Here's what you will need




Brushes:
*MAC 187
*Chanel Blending/crease brush
*Sephora Round Crease Brush
*MAC 263 Angle Liner Brush
*Essence of beauty brush (no idea of the name) small powder
*Sonia Kashuk Angle Liner brush

Makeup:

*BB moisture Rich Foundation (porcelain) this reflects flash and my lighting sucked  so I look REALLY pale but not IRL
*BB Concaler Kit (Warm Ivory)
*Milani Luminous Blush
*MAC Bronzer (Golden)
*Stila Twig e/s
*Stila Kitten e/s
*Stila Oasis e/s
*Milani Flare e/s
*MAC Teal Pigment
*BB Graphite Shimmer Gel liner
*CG Lash Exact Mascara
*UD PP
*Chanel Nude l/l
*MAC Nymphette lipgloss

Me,cleansed face, no makeup with moisturizer and eye cream (gah):






Put on Concealer:




Dot on foundation and blend:





Put on UD PP (no picture)

With the MAC 187 brush, suck your cheeks in fishie style and put on *MAC Golden Bronzer* sheerly, along the temple. With the MAC 187 again, grab some *Milani Luminous Blush* and smile wide (so the apples of your cheeks show), and swipe on lightly.






With your Chanel blending/crease brush, put on *Stila Kitten e/s* all over the lid, including the inner corners





Now take that same brush, dip it into *Stila Oasis* and sweep that over the lid.





This is where the fun starts 
	

	
	
		
		

		
		
	


	




 Take your Sephora round crease brush and take a lot of *Stila Twig E/s*, swipe it along your brow bone making a "line" in the crease. Don't worry that it's not blended now, we'll get to that later. Pack it on so it's really dark because when you blend it out it will get lighter








Take your SK brush and dip it into *Milani Flare E/S*, sweep it under AND Blended into Stila twig e/s in the crease, and blend it in outer corners too. Like I said before, don't worry about blending now





NOW worry about blending 
	

	
	
		
		

		
		
	


	




 Take your chanel blending brush and blend everything together, trying to make the lines as seamless as possible 
	

	
	
		
		

		
		
	


	




Time for eyeliner now!! Take your MAC 263 Angle brush and dip it into BB Graphite shimmer gel liner. Press it into your lashline and make it as thin as possible, lining only the upper lashline






Here it is closed:




It looks a little boring, so let's add a wing to it!
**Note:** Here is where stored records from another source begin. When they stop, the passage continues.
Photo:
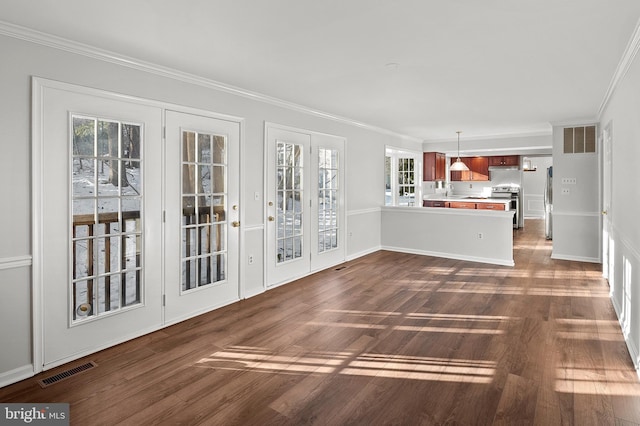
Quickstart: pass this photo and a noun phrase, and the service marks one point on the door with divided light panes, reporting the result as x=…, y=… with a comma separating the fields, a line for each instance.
x=98, y=229
x=202, y=217
x=305, y=203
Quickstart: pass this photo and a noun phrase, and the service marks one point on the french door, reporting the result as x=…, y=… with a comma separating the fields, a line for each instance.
x=99, y=223
x=131, y=232
x=305, y=203
x=202, y=233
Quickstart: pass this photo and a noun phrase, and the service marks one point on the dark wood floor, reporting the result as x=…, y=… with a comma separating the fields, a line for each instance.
x=389, y=339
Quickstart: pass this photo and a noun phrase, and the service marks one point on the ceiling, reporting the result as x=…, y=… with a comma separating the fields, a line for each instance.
x=421, y=68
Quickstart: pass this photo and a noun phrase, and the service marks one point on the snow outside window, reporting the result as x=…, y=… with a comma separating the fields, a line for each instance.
x=402, y=178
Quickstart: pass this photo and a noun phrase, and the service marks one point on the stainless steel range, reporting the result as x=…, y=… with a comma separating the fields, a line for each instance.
x=513, y=193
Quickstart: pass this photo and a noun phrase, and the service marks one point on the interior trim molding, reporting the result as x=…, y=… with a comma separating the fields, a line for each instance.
x=15, y=262
x=364, y=211
x=455, y=256
x=625, y=63
x=60, y=43
x=12, y=376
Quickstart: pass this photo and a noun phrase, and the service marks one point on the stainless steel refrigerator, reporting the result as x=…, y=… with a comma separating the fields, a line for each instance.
x=548, y=205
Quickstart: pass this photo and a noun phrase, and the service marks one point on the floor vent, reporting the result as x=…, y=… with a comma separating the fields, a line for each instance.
x=66, y=374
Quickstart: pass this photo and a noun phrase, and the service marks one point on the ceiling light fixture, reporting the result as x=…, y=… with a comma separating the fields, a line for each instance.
x=458, y=166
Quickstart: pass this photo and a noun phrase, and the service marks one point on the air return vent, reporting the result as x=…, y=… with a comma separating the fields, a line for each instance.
x=66, y=374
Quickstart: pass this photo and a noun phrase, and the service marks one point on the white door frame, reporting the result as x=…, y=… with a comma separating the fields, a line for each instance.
x=317, y=139
x=37, y=197
x=607, y=187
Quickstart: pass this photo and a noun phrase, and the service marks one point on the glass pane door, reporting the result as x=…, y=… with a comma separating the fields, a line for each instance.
x=106, y=232
x=204, y=197
x=289, y=205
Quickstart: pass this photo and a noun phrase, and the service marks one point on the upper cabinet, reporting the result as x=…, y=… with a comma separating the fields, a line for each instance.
x=504, y=160
x=434, y=166
x=478, y=169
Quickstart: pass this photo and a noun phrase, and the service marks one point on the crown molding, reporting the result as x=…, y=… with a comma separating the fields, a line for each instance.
x=576, y=122
x=625, y=63
x=522, y=134
x=50, y=40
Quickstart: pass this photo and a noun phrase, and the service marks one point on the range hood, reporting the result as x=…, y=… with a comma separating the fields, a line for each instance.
x=496, y=168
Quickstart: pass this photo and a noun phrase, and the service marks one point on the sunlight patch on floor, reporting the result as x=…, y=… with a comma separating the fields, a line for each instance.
x=366, y=364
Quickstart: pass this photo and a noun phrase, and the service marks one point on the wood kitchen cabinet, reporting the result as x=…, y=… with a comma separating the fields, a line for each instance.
x=462, y=205
x=504, y=160
x=490, y=206
x=478, y=169
x=434, y=203
x=434, y=166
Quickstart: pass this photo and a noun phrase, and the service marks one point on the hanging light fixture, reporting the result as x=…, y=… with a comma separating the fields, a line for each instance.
x=458, y=166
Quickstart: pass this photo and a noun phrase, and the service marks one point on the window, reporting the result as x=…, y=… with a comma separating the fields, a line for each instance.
x=402, y=178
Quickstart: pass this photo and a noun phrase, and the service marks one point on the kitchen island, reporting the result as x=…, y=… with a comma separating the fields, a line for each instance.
x=468, y=202
x=469, y=233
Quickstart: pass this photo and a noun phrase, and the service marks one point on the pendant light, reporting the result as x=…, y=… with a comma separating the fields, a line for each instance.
x=458, y=166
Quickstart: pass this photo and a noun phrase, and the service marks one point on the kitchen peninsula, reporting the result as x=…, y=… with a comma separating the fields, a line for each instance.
x=461, y=231
x=468, y=202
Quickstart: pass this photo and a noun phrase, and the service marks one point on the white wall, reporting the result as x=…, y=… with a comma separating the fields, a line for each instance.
x=450, y=233
x=364, y=167
x=623, y=114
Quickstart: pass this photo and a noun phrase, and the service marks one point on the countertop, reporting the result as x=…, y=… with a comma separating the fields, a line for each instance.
x=467, y=198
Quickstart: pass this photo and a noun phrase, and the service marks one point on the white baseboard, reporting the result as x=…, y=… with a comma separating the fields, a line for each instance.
x=492, y=261
x=560, y=256
x=13, y=376
x=362, y=253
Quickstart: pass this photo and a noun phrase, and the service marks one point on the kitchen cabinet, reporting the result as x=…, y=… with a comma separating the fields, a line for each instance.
x=462, y=205
x=434, y=166
x=478, y=169
x=504, y=160
x=434, y=203
x=490, y=206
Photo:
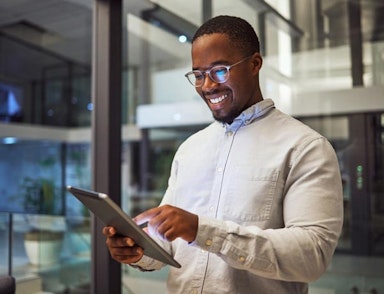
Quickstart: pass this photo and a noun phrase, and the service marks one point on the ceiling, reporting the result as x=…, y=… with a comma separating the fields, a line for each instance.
x=40, y=35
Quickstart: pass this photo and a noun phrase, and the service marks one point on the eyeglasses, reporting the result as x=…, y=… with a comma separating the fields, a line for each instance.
x=217, y=73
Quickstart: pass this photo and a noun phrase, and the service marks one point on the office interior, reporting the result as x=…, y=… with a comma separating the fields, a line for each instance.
x=84, y=80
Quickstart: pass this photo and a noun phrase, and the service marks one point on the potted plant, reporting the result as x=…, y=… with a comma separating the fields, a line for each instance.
x=43, y=241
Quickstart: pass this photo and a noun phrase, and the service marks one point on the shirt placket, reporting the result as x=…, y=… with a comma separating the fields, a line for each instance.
x=213, y=209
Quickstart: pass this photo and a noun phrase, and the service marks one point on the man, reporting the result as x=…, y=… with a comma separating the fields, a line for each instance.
x=254, y=202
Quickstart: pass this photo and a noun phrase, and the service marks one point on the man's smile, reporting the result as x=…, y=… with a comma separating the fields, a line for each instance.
x=217, y=99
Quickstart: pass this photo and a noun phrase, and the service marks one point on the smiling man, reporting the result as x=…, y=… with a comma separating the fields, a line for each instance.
x=254, y=202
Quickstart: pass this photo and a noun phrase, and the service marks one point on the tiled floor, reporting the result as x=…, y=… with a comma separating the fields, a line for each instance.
x=346, y=274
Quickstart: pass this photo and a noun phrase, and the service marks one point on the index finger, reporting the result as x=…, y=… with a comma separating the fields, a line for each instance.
x=109, y=231
x=147, y=215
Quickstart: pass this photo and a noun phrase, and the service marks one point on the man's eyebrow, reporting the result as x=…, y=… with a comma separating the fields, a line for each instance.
x=218, y=62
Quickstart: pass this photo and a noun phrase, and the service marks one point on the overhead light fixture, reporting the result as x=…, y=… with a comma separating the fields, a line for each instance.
x=9, y=140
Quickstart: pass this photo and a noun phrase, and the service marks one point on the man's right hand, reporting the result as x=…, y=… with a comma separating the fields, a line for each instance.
x=122, y=249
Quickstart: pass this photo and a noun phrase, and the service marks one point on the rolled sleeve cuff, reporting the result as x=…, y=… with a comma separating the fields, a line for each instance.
x=210, y=235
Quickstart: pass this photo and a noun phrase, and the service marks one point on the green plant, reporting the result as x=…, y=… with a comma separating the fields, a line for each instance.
x=38, y=195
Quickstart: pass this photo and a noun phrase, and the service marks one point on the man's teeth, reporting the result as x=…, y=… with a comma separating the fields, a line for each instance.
x=218, y=99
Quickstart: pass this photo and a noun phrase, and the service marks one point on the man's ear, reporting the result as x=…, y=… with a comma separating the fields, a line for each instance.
x=257, y=61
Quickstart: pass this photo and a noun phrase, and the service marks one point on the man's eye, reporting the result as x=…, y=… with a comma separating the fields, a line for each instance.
x=219, y=72
x=198, y=75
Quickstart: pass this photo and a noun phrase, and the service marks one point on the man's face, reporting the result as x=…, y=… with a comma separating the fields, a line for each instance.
x=241, y=90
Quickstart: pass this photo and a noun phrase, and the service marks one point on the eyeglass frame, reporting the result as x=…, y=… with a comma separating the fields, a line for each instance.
x=208, y=71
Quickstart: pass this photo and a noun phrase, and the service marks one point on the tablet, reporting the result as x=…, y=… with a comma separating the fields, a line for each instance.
x=105, y=209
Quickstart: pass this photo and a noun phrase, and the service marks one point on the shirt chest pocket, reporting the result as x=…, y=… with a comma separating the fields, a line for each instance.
x=251, y=194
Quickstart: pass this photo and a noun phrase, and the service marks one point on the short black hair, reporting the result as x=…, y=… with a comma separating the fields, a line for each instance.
x=239, y=31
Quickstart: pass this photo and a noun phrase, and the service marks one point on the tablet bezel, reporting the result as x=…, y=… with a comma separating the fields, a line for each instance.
x=105, y=209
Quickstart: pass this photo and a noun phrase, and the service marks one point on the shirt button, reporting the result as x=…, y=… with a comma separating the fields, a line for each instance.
x=208, y=242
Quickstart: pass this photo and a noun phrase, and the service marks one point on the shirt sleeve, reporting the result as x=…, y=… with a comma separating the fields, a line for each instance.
x=312, y=212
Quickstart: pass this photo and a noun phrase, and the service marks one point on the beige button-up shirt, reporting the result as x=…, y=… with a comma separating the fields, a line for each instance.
x=268, y=193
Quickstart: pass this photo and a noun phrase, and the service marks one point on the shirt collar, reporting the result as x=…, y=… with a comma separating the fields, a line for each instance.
x=250, y=114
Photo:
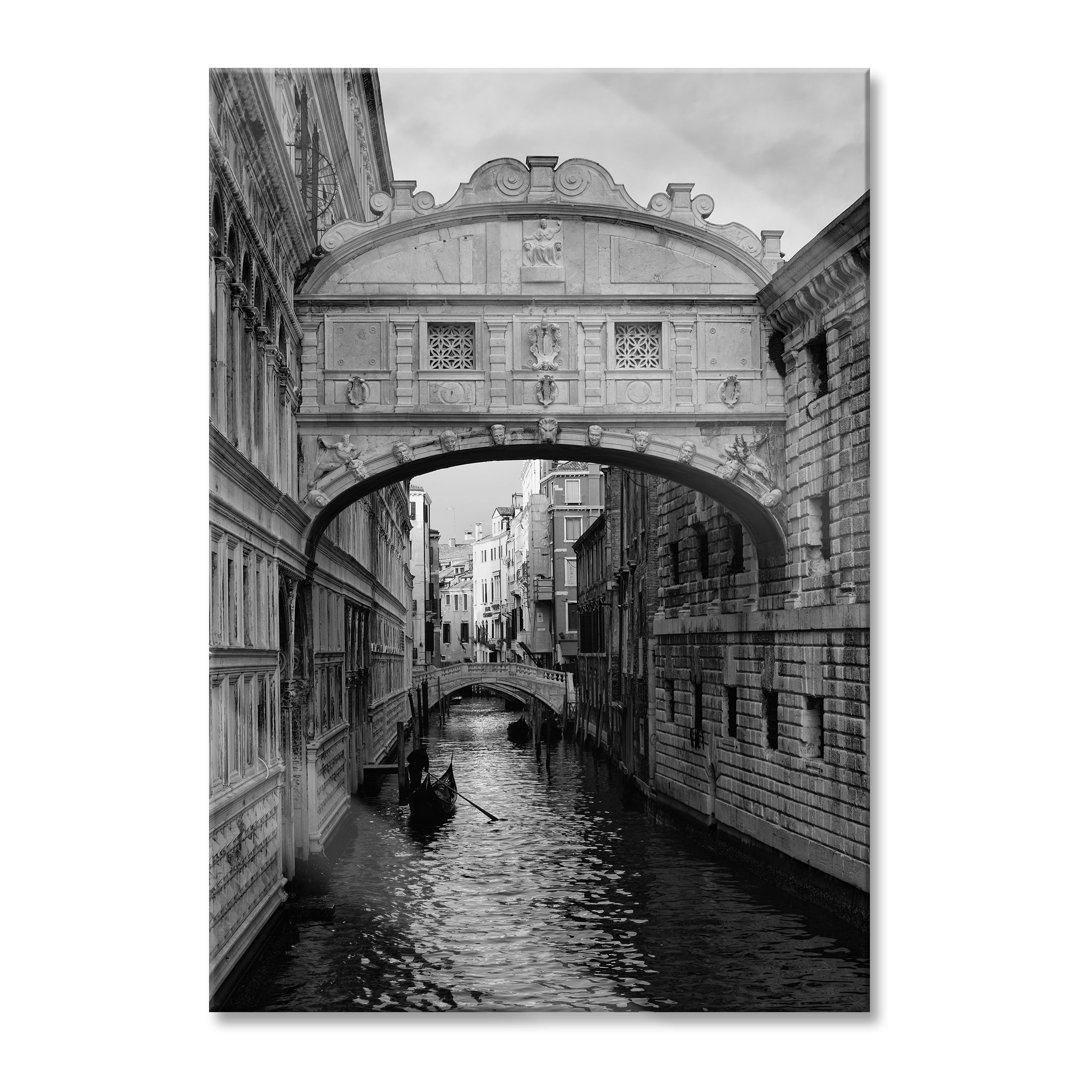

Take your brush again, and draw an angle from the outer corner of your lashline so it naturally "wings" up, fill in so it's a nice sharp point (im not perfect at this lol)









Here are the eyes so far:








Now for some mascara. Take some CG lash exact and instead of wriggling your the wand into your lashes, hold the wand steady and "blink" into the wand.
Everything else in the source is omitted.